Curr Treat Options Cardiovasc Med. 2009 Aug;11(4):328-38. doi: 10.1007/s11936-009-0033-5.
Heart failure (HF) still poses an enormous clinical challenge, as its incidence, morbidity, and mortality rates are continuously rising. G protein-coupled receptors (GPCRs) constitute the most ubiquitous superfamily of plasma membrane receptors and represent the single most important type of therapeutic drug target. Because there is overstimulation of the failing heart by various endogenous ligands, such as catecholamines and angiotensin II--which by activating their cognate GPCRs in cardiac muscle induce detrimental effects--therapeutic targeting of these receptors has been pursued.
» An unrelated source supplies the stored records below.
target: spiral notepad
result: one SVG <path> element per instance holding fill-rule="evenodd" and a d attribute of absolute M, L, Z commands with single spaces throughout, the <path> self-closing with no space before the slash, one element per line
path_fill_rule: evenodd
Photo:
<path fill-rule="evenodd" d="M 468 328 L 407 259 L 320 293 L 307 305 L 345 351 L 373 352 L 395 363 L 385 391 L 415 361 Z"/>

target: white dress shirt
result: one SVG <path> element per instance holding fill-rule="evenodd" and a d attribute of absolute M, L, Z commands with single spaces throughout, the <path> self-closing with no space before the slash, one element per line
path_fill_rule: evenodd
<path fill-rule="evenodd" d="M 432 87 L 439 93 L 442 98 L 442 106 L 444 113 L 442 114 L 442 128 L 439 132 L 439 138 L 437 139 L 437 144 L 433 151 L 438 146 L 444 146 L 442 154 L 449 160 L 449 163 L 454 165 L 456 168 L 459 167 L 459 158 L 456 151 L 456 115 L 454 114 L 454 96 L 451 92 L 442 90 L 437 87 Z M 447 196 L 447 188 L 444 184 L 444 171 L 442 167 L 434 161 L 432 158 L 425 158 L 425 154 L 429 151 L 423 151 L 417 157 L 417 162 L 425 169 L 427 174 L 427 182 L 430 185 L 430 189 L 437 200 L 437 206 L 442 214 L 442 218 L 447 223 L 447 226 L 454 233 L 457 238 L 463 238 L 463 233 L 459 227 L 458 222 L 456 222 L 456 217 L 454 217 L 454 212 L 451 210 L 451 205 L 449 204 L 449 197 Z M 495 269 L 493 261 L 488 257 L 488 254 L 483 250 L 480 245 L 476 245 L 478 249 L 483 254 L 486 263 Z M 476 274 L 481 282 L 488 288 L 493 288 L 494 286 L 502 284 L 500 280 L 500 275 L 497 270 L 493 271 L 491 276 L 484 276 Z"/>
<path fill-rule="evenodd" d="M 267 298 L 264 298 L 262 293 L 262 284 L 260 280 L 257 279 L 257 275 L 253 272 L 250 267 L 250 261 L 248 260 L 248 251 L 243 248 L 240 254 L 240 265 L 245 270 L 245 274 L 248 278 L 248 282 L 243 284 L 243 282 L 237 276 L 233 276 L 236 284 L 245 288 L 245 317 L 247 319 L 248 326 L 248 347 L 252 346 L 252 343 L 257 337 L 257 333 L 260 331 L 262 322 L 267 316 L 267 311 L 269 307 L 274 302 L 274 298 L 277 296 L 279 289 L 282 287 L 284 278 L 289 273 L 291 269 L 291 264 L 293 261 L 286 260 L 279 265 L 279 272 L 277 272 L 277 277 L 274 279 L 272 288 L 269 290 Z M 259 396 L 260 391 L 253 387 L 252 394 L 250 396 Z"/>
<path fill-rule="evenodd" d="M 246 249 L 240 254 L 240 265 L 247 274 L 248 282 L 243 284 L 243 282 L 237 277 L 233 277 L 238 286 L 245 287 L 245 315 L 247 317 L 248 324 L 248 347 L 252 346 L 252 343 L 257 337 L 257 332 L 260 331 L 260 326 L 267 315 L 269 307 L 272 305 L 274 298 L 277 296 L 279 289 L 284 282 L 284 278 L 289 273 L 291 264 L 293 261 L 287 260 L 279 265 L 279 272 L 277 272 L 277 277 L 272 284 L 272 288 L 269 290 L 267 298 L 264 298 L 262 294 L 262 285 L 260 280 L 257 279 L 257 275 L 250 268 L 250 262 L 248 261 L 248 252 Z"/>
This research has led to the development of successful and useful drug classes, such as angiotensin-converting enzyme inhibitors and beta-adrenergic receptor blockers. However, there still is a need to develop innovative treatments that might be more effective at reversing compromised myocyte function. Over the past several years, much evidence has accumulated indicating that a single GPCR, activated by the same endogenous ligand, can elicit several different signaling pathways with quite different, and often opposite, cellular effects. Because the aforementioned ligands, currently used for HF, target these receptors on their extracellular interface, thus merely preventing the endogenous agonists from binding the receptor, they inhibit all the signaling pathways elicited by the receptor indiscriminately. Importantly, several of these pathways emanating from the same GPCR can actually be beneficial for therapy, so their enhancement rather than their blockade is desirable for HF therapy. This highlights the need for selective targeting of GPCR-induced signaling pathways on the intracellular interface of the receptor, which might produce new and innovative therapies for cardiovascular disease.
心力衰竭(HF)仍然是一个巨大的临床挑战,因为其发病率、致残率和死亡率持续上升。G蛋白偶联受体(GPCRs)构成了最普遍存在的质膜受体超家族,是最重要的一类治疗药物靶点。由于衰竭心脏受到各种内源性配体的过度刺激,如儿茶酚胺和血管紧张素II(它们通过激活心肌中的同源GPCRs产生有害作用),因此人们一直在寻求针对这些受体的治疗方法。这项研究已经促成了一些成功且有用的药物类别,如血管紧张素转换酶抑制剂和β-肾上腺素能受体阻滞剂的开发。然而,仍然需要开发可能在逆转受损心肌细胞功能方面更有效的创新治疗方法。在过去几年中,积累了大量证据表明,由相同内源性配体激活的单个GPCR可以引发几种不同的信号通路,这些通路具有截然不同且往往相反的细胞效应。由于目前用于HF的上述配体在细胞外界面靶向这些受体,仅仅阻止内源性激动剂与受体结合,它们会不加区分地抑制受体引发的所有信号通路。重要的是,来自同一GPCR的这些通路中有几条实际上可能对治疗有益,因此对于HF治疗来说,增强这些通路而非阻断它们是可取的。这凸显了在受体的细胞内界面选择性靶向GPCR诱导的信号通路的必要性,这可能会为心血管疾病带来新的创新治疗方法。